Ärzte können als gut ausgebildete Führungspersönlichkeiten in der Gesellschaft ihre Patienten und die Öffentlichkeit dazu ermutigen, sich mit den Themen rund um die Behandlung am Lebensende zu befassen, einschließlich der emotionalen Vorbereitung auf den Verlust eines geliebten Menschen, der Kosten und der Qualität der Versorgung sowie der Erstellung eines Testaments. Ärzte sollten die Annahme von Patientenverfügungen und – für Personen, die im Falle eines Herzstillstandes nicht wiederbelebt werden wollen – Anordnungen zur Nicht-Wiederbelebung (DNR) fördern, um die Wünsche der Patienten vor dem Endstadium der unheilbaren Krankheit, wenn die Fähigkeit zur effektiven Kommunikation verloren geht, deutlich zu machen. Viele Debatten über das Lebensende sind gerade deshalb so erbittert, weil die Beteiligten nicht wissen, was der todkranke Patient wollen würde.

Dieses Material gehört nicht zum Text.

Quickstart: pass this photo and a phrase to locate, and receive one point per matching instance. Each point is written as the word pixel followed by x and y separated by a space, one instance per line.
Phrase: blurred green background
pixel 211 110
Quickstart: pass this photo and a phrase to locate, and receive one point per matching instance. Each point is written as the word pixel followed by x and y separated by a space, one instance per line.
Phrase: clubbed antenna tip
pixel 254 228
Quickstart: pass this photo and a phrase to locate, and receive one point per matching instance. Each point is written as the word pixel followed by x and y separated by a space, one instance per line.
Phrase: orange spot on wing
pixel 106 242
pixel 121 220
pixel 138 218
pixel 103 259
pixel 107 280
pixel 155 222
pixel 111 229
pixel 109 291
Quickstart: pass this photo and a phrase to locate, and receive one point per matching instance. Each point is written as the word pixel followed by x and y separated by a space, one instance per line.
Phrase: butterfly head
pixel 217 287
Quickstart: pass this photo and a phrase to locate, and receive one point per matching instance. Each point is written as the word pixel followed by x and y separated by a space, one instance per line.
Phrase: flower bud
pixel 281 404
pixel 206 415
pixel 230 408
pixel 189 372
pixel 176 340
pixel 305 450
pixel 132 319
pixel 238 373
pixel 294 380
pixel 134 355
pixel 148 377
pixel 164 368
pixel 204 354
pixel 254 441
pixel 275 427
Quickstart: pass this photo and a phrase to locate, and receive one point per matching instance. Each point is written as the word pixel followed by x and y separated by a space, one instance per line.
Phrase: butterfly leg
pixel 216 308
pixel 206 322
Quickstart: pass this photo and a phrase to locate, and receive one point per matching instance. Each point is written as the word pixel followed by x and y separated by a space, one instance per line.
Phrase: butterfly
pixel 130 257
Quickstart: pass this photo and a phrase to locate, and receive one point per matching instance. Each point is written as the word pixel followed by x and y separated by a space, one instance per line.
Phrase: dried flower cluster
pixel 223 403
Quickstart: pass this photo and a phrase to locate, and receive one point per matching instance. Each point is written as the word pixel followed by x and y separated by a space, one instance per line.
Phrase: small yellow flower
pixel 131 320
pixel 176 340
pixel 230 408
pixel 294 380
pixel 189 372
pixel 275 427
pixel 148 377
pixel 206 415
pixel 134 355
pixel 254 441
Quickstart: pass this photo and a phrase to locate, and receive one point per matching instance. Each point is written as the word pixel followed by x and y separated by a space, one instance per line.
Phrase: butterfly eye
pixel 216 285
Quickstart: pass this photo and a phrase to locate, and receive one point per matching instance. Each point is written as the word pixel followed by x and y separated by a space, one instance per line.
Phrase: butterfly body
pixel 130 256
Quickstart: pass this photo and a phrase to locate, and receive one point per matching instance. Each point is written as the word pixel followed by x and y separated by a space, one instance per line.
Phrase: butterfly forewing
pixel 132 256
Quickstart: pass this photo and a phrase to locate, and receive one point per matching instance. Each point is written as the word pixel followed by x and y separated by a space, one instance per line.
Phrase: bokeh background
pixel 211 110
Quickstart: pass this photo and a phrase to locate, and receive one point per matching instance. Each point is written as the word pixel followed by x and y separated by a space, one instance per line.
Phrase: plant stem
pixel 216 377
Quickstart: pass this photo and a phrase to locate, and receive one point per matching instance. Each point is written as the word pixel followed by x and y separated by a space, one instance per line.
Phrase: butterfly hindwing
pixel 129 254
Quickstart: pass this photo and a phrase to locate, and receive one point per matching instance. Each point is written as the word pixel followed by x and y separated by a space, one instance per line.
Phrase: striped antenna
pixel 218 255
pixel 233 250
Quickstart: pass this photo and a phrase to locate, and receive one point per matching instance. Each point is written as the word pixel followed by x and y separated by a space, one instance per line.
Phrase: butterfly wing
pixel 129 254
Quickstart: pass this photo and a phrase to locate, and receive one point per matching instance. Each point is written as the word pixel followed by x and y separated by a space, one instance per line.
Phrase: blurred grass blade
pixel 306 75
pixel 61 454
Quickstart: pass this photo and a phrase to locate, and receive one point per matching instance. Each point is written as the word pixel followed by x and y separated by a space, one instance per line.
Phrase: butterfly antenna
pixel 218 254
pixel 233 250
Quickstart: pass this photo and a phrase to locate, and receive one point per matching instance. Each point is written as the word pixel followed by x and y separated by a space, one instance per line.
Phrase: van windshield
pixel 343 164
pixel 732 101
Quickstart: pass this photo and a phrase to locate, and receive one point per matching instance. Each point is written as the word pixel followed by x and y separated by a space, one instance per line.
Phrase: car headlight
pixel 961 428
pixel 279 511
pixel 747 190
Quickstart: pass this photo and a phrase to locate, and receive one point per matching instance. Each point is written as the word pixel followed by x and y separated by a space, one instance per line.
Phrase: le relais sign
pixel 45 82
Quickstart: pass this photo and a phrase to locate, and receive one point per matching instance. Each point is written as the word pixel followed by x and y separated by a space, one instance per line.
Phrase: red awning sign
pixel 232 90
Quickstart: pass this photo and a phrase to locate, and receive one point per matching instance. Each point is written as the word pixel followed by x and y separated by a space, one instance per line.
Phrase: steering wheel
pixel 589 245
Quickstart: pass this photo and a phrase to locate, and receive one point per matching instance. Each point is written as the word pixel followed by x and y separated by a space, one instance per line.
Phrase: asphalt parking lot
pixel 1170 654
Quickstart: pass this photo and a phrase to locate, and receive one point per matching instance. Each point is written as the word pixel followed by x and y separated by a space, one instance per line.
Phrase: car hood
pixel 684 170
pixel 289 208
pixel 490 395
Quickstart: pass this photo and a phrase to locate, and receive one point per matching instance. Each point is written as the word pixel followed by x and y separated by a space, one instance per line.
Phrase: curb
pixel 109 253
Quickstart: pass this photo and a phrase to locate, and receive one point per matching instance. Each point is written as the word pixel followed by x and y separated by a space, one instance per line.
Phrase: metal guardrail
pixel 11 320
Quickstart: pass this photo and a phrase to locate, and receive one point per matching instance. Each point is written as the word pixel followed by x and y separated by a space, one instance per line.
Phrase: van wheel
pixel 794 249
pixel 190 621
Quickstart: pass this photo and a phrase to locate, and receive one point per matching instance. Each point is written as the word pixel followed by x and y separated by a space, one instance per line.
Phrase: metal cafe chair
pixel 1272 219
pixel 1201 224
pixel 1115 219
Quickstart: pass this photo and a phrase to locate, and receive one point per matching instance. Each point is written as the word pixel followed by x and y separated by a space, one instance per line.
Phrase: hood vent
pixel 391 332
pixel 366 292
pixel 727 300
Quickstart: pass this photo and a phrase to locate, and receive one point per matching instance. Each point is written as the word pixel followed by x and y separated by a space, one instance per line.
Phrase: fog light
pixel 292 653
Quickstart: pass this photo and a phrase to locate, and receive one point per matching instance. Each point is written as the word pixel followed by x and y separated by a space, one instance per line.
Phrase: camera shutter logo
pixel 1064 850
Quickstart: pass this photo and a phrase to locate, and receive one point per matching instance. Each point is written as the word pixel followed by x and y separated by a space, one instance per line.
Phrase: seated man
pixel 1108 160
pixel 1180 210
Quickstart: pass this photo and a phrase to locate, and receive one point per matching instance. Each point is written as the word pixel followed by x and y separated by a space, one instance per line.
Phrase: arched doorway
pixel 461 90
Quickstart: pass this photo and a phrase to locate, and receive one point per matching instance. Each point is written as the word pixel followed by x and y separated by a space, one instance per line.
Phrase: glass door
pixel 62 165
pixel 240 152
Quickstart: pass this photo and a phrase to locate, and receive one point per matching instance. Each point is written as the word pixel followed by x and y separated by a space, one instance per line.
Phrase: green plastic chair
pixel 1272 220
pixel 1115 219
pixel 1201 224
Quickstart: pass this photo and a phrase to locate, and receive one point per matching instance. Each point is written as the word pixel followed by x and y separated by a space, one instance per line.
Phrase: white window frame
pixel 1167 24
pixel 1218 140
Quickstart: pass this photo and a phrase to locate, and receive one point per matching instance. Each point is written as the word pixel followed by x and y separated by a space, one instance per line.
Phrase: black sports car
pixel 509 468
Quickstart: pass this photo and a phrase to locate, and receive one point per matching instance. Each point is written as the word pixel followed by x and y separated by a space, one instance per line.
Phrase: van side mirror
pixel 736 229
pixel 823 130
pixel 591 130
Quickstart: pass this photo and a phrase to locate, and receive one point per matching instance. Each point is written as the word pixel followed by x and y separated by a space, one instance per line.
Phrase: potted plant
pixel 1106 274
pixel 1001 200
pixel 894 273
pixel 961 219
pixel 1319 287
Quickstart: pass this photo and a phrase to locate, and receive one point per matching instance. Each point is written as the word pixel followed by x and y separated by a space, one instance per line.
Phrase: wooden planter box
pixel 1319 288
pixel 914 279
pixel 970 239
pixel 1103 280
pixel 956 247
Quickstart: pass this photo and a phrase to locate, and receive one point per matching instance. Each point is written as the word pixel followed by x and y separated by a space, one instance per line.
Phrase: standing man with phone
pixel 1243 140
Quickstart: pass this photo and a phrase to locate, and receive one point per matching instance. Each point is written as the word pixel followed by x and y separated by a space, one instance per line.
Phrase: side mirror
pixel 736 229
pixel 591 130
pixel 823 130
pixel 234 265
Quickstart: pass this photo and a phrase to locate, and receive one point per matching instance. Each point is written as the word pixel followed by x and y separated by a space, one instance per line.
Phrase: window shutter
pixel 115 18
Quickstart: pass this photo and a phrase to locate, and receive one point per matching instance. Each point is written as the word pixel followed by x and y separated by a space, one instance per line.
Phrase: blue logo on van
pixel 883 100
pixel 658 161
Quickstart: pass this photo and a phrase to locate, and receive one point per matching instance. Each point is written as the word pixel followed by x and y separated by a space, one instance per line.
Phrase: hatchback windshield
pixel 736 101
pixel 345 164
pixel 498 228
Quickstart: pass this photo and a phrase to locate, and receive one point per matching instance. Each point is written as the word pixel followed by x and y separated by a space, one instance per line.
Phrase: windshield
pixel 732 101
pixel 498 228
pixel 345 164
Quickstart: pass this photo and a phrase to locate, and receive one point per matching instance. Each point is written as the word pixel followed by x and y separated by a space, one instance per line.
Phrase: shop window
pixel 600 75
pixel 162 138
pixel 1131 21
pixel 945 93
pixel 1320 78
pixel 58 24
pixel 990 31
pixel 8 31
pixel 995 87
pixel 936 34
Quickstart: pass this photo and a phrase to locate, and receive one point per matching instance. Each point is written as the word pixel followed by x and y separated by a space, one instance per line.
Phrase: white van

Ärzte sollten den Diskurs über Fragen des Lebensendes weiterhin verantwortungsbewusst über die Medien und mitgliederbasierte Organisationen vorantreiben, um sicherzustellen, dass Patienten die bestmögliche Versorgung im Einklang mit medizinischer Ethik und dem Gesetz erhalten. Niemand versteht die persönlichen und medizinischen Implikationen einer unheilbaren Krankheit besser als Ärzte; folglich sollten Ärzte proaktiv sein, um eine angemessene Patientenversorgung für Schwerkranke aufrechtzuerhalten, während sie persönlich darauf vorbereitet sind, im Laufe ihrer medizinischen Karriere mit Fällen am Lebensende konfrontiert zu werden.